A Subgrid-Scale Turbulence Model for Simulating Compressible Astrophysical Flows

Paul Woodward

Astronomy, University of Minnesota

My research team in the Laboratory for Computational Science & Engineering (LCSE) at the University of Minnesota has been simulating compressible, turbulent flows in stellar astrophysics for many years using our PPM gas dynamics codes. These codes solve the Euler equations of inviscid flow. They capture turbulent phenomena automatically, since for very high Reynolds number flows the development of turbulence and the nature of the turbulent cascade at longer wavelengths is not affected by viscosity. However, just as one finds from solving the Navier-Stokes equations for such flows, energy tends to accumulate in the region of the velocity power spectrum just above the very short wavelength region where viscous dissipation, either real or numerical in origin, sets in. In this “near dissipation” range, the velocity power spectrum tends to have a k−1 rather than a k−5/3 behavior. For our PPM codes, this near dissipation range is from wavelengths of about 8 to 30 grid cell widths, and for underresolved Navier- Stokes simulations (i.e. for the smallest viscous coefficients that yield stable behavior) it extends to somewhat longer wavelengths. This pile up of energy just before the dissipation range is a real physical effect, but it is undesirable when we are trying to get the best possible approximation to the infinite Reynolds number limit of viscous flows.
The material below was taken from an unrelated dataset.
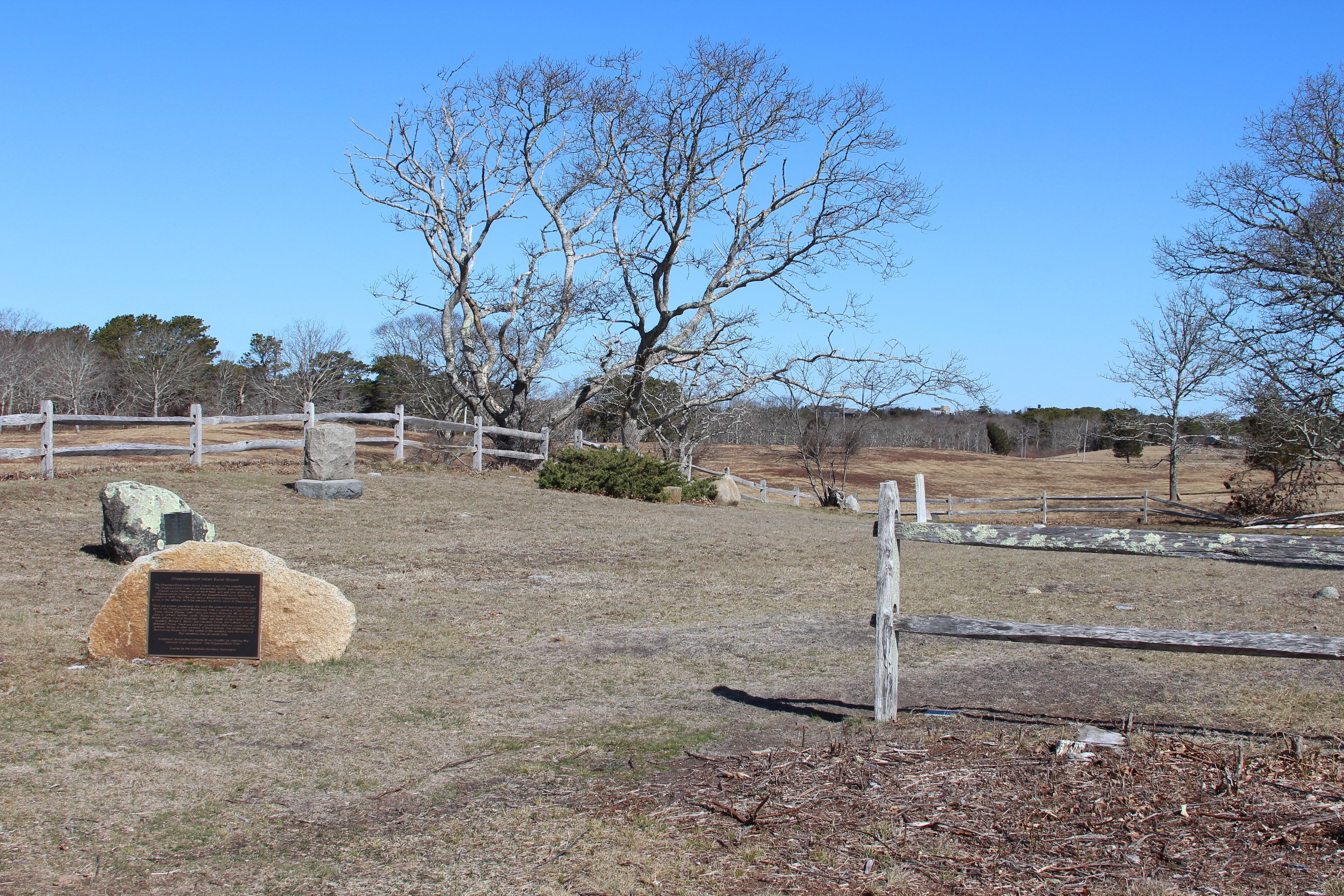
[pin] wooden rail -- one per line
(48, 450)
(1276, 550)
Over the last few years, David Porter and I have been using very highly resolved PPM Euler simulation data for turbulent flows in the place of experimental data. We are able to filter these flows to yield high quality information on the various terms involving sub-filter-scale information that appear in the fluid equations for the filtered variables. We have compared this data with subgrid-scale turbulence modeling ideas, and we have developed a model that when added to the PPM Euler scheme eliminates the accumulation of energy in the near dissipation range of the spectrum. This model includes terms that mimic the form of some of the numerical truncation error terms, but in turbulent flow regions these terms are about an order of magnitude larger than their numerical error counterparts. This new model will be presented and the data that supports it discussed. Although the model was developed in the PPM family of codes, it should work equally well with any modern, dissipative numerical scheme for compressible flow by means of a readjustment of a single, dimensionless free parameter.